I should probably explain that last bit: the course is marked with white markers that say "5K".  There's one bit of trail that appears to have been added specifically for the racing route, and the rest of it follows the roads that we used to use to walk and drive around Camp Saratoga when it was still a Boy Scout camp.  On the last section, the 5K route dives down to a single track hiking trail that runs beside Delegan Pond that used to serve a few of the campsites.  It rushes past the cabins, bends left around the pond, crosses the dam, and then exits out onto the parade ground.  After that, it isn't marked.  So, I guessed.

I crossed the "finish line" at around 36:09, giving me a pace of 11:34 for the course, which the GPS measured at 3.13 miles (a hair over 5K, but GPSs aren't always accurate).  After that I went for a walk to cool down.



Most interesting of all, for me, was the psychological aspect of this.  I wasn't racing against anyone, and yet I was, in a sense, since a winner will be chosen from the entrants into the race.  While I was eating my lunch beforehand, and getting my gear together, I noticed that I was visibly shaking.  I managed to calm myself down some, but I was definitely still in a competitive mood / mode.  The psychological aspects continued on the trail, as well.  After the first mile I felt like I was moving at a snail's pace on the trails, despite the fact that I was running the entire time (minus the few short hills), and generally moving very well given where I'm at, physically.  I know that I could have run faster, but I also knew that if I ran too fast, I would end up having to walk a lot, which would throw off my overall pace.

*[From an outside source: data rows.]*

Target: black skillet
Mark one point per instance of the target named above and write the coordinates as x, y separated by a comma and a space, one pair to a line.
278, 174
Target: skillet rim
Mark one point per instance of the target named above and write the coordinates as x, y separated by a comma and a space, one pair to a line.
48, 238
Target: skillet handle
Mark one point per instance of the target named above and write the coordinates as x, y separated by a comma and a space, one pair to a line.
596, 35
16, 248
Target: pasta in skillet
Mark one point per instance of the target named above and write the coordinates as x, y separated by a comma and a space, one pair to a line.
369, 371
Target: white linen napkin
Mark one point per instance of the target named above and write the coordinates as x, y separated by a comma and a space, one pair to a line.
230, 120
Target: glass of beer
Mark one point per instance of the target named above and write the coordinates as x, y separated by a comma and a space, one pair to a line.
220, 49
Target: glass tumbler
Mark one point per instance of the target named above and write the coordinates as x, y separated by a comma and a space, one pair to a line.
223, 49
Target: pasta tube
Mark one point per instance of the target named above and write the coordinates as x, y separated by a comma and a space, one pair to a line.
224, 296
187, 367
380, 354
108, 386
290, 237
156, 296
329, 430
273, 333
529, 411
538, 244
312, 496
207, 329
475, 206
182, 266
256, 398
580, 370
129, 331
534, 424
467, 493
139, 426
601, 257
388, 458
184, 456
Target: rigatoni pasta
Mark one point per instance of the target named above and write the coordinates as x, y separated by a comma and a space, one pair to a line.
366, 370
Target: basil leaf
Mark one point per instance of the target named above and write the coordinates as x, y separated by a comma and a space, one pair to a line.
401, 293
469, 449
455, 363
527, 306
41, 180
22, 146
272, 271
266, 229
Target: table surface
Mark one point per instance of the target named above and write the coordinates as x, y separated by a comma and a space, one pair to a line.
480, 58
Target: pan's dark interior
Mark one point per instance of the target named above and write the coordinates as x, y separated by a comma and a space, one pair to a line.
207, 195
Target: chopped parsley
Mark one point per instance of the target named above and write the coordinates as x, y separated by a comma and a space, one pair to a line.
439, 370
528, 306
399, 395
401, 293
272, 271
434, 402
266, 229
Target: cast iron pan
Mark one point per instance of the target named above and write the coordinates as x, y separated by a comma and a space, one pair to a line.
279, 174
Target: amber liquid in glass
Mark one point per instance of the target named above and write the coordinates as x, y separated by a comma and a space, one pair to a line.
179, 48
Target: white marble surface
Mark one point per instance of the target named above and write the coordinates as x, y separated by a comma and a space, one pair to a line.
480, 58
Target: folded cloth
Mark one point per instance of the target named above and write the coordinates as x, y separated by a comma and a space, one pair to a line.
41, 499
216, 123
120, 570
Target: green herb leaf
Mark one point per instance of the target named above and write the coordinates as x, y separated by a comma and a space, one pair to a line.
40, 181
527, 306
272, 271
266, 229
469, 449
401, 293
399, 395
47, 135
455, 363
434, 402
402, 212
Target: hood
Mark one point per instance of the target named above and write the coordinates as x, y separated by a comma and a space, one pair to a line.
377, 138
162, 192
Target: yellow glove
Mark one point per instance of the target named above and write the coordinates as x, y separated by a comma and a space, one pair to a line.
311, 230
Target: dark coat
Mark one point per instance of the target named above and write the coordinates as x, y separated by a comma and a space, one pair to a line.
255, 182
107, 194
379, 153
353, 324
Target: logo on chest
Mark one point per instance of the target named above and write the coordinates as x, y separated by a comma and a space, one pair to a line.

Anyway, this event was also a chance for me to try out fueling a bit.  The short of it is:

Swedish Fish: bad.  Too big and too chewy.  Hard to chew and swallow while running.  The smaller ones might be OK, but I think I'm going to try out other options.

Fruit leather: possibly good.  I brought two along but didn't eat them until I was done.  They were OK to eat then, though I did notice that the wrapper has to go immediately into a baggie.  Stowing it in a pocket is just asking for trouble, due to the inside of the wrapper being insanely sticky.

I hadn't intended on fueling at all until around mile 2, so that I would have an extra kick on the last bit.  Around mile 1, however, I started feeling sluggish, so I opted to fuel early.  I had intentionally gone the sugary route since I knew that anything complex just wouldn't be useful on such a short course.  It worked, I guess, but I still have a lot to learn about fueling.  I'd rather not fuel at all on these short courses, but after last week's run I've realized that I need to pay more attention to it, and figure it out.

Also, my lumbar pack was a bit big for a race.  It's great for general trail running, since it'll hold a lot of gear, but when it comes to a race, which is generally supported, I think something lighter would be better.  Maybe just a water bottle and something to hold a few essentials.

Finally, while the race was fun, but I can't help thinking about everyone who was injured or killed during this past week.  Especially the poor guy who had both of his legs blown off and shown for the world to see, Jeff Bauman, and the victims killed outright by the blast: Martin Richard, Lingzi Lu, and Krystle Campbell.  Even for those not physically injured, I know that the psychological injuries can cut just as deep, and take just as long to heal, if they ever do.  To anyone and everyone affected by this, my heart goes out to you.  It was such a senseless, horrifying, and despicable act.